Ao final da década de 1970, com a nova crise do petróleo e a desaceleração do

crescimento da economia mundial geraram uma crise de crédito e provocaram uma crise da

dívida externa nesses países endividados, cujo momento mais agudo foi no ano de 1980,

quando o Brasil passou a ter muitas dificuldades para honrar seus compromissos externos,

obrigando a ajustes recessivos na economia do país. O reflexo dessa situação foi a

ocorrência de PIB (Produto Interno Bruto) negativo durante três anos seguidos.

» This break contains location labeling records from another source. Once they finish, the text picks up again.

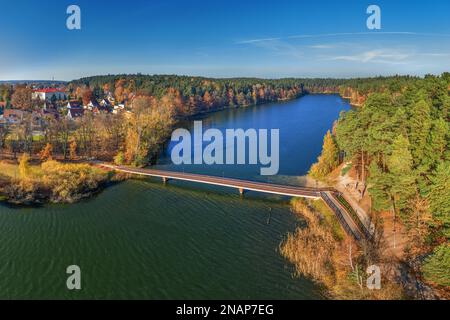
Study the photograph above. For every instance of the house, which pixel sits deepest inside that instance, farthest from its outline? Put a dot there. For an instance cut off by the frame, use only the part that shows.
(74, 113)
(105, 103)
(74, 104)
(14, 116)
(118, 108)
(49, 94)
(93, 104)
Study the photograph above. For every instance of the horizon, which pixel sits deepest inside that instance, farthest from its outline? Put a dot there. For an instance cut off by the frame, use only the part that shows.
(222, 78)
(269, 41)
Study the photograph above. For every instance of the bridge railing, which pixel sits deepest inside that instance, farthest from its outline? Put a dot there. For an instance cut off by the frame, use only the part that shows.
(340, 216)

A

intervenção dos organismos internacionais, como o FMI – Fundo Monetário Internacional -

obrigou o governo brasileiro a adotar políticas de redução dos programas sociais, de redução

do crédito interno e de arrocho salarial visando a geração de superávit para o pagamento das

dívidas.

Por maiores que tenham sido os problemas enfrentados, Boris Fausto (1996, p. 540)

destaca que em 1985 o Brasil já produzia quatro quintos de sua necessidade de bens de

capital (máquinas e equipamentos), garantindo um bom nível de autonomia econômica. No

entanto, o Brasil teve que enfrentar um desafio importante na área de produção de alimentos,

que havia sido deixada em segundo plano durante muitos anos.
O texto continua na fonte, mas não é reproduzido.